An anomaly is something that departs, or deviates, from the norm or the expectation. An outlier is an observation that lies outside its expected distribution. To find anomalies and outliers, it is important establish the norm, or the expectation.
Segregation (or separation) of duties is a common internal control that requires more than one person to complete each accounting task. We can use diagnostic analytics to evaluate segregation of duties. In general, it is important to separate: Custody of assets, authorization of the use of the assets, and record keeping.
Sometimes unusual transactions occur on holidays, weekends, or at the end of the accounting period when it is hard to find approval and authorization for certain transactions.
Occasionally, transactions are recorded twice on the same date, for the same amount, and with the same party. We call these duplicate transactions.

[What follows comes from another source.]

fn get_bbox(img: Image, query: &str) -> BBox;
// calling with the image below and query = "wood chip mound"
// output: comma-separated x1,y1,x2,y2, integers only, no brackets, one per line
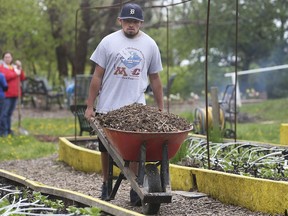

Fuzzy matching is a technique used to find potential matches in data when there less than an exact match.
1901 West Olney Avenue, Philadelphia, PA, 19141
VS.
1901 W Olney Ave., Philadelphia
Are the two addresses above a match? Cleary they are, they are just formatted differently. When we work with data, we often have to match data records to one another and fuzzy matching allows us to match two records with slightly different formatting - like the addresses for La Salle above - together.
A sequence check is a test to see if the key number field in a record (e.g., check number) is in correct ascending or descending sequence.
Another type of diagnostic technique is reconciling the cash account in the general ledger to the bank statement. The bank reconciliation helps identify transactions on the bank statement that do not correspond with the company's general ledger and vice versa. Potential reconciling items include outstanding checks and deposits, in transit wires, and bank service fees.
Variance analysis is the process of identifying the difference between a budget amount and actual performance and is commonly used in managerial and cost accounting.
Benford's law is the principle that in any large, randomly produced set of natural numbers, there is an expected distribution of the first (leading) digit.